Sure, health records are currently held by each and every medical practitioner. So, if you are running a criminal hacking organisation, you would need to hack hundreds of thousands of systems to obtain everyone’s health records. That would cost you a fortune, especially as many of them would sensibly not be on the internet at all, so you would have to physically break in to offices all over the country. Now, you only need to hack one central system. It may not even need to be an external hack. Just find an employee with, say, massive gambling debts, and bribe them to access the system. It’s absolutely worth it for crime syndicates to pour massive resources into penetrating such a system.
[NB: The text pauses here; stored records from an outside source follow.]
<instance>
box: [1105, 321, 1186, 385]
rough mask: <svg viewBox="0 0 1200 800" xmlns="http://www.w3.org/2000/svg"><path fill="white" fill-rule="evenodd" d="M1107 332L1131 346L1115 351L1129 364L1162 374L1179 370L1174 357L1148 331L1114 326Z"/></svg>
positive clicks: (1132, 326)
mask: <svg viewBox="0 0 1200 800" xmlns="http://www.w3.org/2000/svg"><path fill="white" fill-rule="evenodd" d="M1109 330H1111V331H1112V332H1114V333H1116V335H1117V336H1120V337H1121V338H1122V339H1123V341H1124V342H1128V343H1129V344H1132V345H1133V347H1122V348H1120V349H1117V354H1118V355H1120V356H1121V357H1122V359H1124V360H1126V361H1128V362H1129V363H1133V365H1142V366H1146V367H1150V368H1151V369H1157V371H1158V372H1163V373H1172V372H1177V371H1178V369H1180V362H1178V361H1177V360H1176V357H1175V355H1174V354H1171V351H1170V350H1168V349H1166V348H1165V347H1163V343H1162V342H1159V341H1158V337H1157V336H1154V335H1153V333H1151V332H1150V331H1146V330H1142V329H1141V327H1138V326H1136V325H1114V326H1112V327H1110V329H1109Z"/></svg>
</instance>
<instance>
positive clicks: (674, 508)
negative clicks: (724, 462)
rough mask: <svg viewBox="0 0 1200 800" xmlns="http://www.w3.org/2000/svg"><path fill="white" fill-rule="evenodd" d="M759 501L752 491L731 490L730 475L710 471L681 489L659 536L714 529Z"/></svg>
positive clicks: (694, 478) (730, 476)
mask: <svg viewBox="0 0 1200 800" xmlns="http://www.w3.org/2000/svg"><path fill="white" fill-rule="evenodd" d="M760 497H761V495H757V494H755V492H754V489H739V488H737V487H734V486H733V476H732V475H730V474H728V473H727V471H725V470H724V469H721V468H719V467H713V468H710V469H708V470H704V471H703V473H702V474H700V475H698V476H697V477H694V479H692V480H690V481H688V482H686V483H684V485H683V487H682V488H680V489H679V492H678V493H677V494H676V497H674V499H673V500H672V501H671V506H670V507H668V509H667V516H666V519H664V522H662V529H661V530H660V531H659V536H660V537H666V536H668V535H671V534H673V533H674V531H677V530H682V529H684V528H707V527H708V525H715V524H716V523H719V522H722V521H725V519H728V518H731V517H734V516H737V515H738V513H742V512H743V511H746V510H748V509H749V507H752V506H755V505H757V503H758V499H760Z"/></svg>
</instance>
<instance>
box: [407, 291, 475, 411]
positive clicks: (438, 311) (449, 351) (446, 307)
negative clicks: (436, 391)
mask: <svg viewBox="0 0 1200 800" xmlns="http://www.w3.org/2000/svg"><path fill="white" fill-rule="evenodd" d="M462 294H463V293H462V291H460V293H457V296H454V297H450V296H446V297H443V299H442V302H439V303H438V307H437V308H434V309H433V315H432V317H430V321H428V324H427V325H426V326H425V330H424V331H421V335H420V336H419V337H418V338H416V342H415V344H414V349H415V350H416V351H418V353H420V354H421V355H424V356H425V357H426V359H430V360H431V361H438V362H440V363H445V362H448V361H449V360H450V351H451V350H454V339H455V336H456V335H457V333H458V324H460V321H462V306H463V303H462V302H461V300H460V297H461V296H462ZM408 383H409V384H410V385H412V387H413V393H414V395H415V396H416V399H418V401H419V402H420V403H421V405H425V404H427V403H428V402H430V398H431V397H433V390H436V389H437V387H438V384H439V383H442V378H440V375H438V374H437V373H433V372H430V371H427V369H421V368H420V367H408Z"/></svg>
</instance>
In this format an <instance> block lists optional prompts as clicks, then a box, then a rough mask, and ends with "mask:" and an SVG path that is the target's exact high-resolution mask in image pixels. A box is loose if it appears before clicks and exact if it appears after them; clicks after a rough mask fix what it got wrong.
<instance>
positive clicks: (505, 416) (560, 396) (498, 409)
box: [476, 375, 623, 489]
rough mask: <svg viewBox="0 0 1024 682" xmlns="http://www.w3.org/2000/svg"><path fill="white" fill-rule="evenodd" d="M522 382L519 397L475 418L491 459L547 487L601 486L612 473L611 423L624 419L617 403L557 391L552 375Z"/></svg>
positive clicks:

I also don’t understand why there is such an obsession with identity theft. Anyone who is paying attention to their credit scores and bank accounts will spot identity theft quickly and have it dealt with. Health records may have way more valuable information. This system never deletes anything until 30 years after your death. You can mark an uploaded item as not to be shared, but you can never actually delete it. Incorrect diagnoses. Incurable diseases. Genetic abnormalities. Mental illnesses. Available in the system for your whole lifetime with no option to delete them.
Identity theft is not limited to finances. Even there, how do you keep an eye on a bank account or loan that you don’t even know about? There is no limit to what a criminal will do with your life.
Spotting identity theft is one thing; dealing with it is quite another. Even when identity theft is proved, a ruined credit record or reputation won’t necessarily recover - ever. Once the information is in the criminal world, attacks are likely to continue - possibly beyond the grave.
An analogy someone made on another forum relating to the NBN probably seems relevant here, where the initial idea and goal is good, but the implementation is poor.
‘Your boss on the farm you work at says we will get more done if we add another vehicle to the fleet, “tomorrow I’ll go spend 100k on a new Landcruiser”. Tomorrow comes and the boss rolls up with 20 yo Corolla saying he only paid 80k and got a towbar thrown in’.
I totally appreciate the risks. My point was that the levels of damage possible with health records includes identity theft, but also even worse personal risk to some people, so why just concentrate on the (less significant, but still major) identity theft issue. If someone’s identity is used, it’s usually for financial gain and money can be recovered (in many cases). If someone’s health condition is made public, that can never be undone.
I’m not going to read through all your examples, but the Canberra property scam one I’d already read about. She’d been living outside Australia for 12 years and leaving management of her property to a company which she wasn’t in regular contact with. That’s totally within the realm of not paying attention to her finances.